Re: memcpy test: results from adding sse and avx tests

Jens Axboe <axboe@xxxxxxxxx> · Thu, 18 Jan 2018 10:47:08 -0700

On 1/18/18 10:38 AM, Rebecca Cran wrote:
> I added code to lib/memcpy.c to test sse and avx performance, and found 
> that on modern systems memcpy outperforms both by quite some margin 
> (GB/s) on the larger block sizes: the only place sse/avx is an 
> improvement was on an older SandyBridge EP system - I've copied the 
> output below.
> 
> Should I work on a patch to commit the changes, or just abandon them 
> since it seems the current memcpy implementation used in the mmap engine 
> is the best solution on modern machines?

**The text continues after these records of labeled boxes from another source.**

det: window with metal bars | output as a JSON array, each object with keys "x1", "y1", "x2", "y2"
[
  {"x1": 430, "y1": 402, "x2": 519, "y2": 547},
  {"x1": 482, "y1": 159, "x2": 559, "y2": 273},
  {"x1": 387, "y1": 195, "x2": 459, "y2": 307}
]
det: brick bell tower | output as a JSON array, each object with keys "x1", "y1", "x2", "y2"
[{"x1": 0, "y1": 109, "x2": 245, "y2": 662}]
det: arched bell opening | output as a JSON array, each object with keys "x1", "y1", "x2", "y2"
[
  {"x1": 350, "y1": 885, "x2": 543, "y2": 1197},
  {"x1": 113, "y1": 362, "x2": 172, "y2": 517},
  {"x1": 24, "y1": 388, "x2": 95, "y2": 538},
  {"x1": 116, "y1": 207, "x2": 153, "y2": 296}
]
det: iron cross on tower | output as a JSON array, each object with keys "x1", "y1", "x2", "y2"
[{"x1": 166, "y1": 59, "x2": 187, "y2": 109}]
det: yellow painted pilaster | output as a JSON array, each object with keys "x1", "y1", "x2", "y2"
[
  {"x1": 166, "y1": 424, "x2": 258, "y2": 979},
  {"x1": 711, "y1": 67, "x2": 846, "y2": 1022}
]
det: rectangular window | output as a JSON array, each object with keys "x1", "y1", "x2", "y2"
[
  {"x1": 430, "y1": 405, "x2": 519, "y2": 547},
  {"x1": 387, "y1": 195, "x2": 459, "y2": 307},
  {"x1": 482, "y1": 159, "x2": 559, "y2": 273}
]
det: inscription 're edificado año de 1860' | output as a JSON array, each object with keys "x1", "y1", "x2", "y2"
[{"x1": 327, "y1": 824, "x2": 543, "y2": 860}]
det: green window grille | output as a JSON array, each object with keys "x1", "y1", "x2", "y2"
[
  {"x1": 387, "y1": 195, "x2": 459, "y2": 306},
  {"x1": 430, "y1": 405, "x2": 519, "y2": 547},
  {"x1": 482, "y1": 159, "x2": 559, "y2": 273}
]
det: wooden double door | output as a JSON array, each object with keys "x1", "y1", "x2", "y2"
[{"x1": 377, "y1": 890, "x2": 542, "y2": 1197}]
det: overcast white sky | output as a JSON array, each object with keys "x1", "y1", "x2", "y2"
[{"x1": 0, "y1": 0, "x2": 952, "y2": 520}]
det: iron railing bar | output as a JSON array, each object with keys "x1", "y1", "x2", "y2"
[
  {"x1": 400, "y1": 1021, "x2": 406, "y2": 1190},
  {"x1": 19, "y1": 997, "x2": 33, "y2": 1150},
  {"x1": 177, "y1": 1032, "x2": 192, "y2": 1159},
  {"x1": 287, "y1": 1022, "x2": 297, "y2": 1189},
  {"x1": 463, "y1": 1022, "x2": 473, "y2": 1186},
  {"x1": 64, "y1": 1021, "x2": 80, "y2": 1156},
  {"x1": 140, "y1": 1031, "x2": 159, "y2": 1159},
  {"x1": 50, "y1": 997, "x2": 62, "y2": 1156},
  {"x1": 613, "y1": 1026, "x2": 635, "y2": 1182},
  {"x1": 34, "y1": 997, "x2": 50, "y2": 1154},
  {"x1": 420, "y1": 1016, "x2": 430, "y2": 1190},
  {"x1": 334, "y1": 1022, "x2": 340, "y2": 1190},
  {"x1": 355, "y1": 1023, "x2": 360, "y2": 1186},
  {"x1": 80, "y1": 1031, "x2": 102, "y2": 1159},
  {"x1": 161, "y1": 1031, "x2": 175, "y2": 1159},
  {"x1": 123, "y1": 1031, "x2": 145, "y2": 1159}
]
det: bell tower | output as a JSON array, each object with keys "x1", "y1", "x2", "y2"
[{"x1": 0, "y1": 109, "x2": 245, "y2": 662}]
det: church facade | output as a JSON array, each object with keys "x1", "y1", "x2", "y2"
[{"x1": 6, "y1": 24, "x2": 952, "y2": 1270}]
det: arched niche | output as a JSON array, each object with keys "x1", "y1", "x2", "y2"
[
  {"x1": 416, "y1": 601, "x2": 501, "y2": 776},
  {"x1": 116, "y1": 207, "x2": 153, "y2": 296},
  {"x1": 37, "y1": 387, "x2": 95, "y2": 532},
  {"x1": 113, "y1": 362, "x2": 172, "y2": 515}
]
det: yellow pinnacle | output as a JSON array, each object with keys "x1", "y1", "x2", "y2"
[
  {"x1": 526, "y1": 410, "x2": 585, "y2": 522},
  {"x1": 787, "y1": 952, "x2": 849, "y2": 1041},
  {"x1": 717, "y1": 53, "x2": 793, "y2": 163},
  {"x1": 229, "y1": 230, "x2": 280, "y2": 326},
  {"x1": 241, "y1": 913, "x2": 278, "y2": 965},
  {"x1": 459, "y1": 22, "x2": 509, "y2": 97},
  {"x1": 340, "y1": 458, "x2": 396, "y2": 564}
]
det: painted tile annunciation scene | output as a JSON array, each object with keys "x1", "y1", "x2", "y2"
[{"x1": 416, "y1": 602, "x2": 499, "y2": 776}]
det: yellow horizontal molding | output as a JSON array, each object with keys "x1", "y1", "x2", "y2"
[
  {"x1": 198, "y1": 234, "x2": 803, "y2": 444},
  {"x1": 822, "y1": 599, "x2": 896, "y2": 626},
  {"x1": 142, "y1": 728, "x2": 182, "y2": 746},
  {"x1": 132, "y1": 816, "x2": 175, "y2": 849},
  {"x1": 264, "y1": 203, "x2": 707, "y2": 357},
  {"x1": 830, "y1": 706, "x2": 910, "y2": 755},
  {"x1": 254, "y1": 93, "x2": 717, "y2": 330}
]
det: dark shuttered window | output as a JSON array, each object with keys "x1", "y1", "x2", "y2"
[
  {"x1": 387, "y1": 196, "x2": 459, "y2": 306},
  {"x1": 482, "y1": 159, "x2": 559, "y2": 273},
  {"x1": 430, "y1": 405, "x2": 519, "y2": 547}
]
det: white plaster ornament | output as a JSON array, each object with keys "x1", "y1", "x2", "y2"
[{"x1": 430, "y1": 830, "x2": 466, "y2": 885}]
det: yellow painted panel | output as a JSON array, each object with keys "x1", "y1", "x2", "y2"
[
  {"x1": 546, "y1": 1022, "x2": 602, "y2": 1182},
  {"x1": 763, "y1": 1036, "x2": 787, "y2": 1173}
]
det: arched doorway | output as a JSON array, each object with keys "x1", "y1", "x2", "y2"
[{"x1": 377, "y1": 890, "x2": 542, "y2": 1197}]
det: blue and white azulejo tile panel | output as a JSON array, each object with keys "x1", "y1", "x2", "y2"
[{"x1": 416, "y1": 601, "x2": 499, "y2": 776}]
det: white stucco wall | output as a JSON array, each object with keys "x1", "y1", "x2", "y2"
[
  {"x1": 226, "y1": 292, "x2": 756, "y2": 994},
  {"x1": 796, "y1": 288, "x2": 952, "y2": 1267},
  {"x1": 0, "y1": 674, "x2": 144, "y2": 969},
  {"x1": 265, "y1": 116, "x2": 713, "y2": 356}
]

The upside would be having an implementation that is independent of
the OS, the downside is the (significant) extra maintenance burden
and the differing results on different machines.

The synthetic test case is a bit misleading, I think. avx/sse might
yield great results for small sizes, but in actual workloads, having
to save/restore state across context switches will add overhead. The
simple throughput test case doesn't include that.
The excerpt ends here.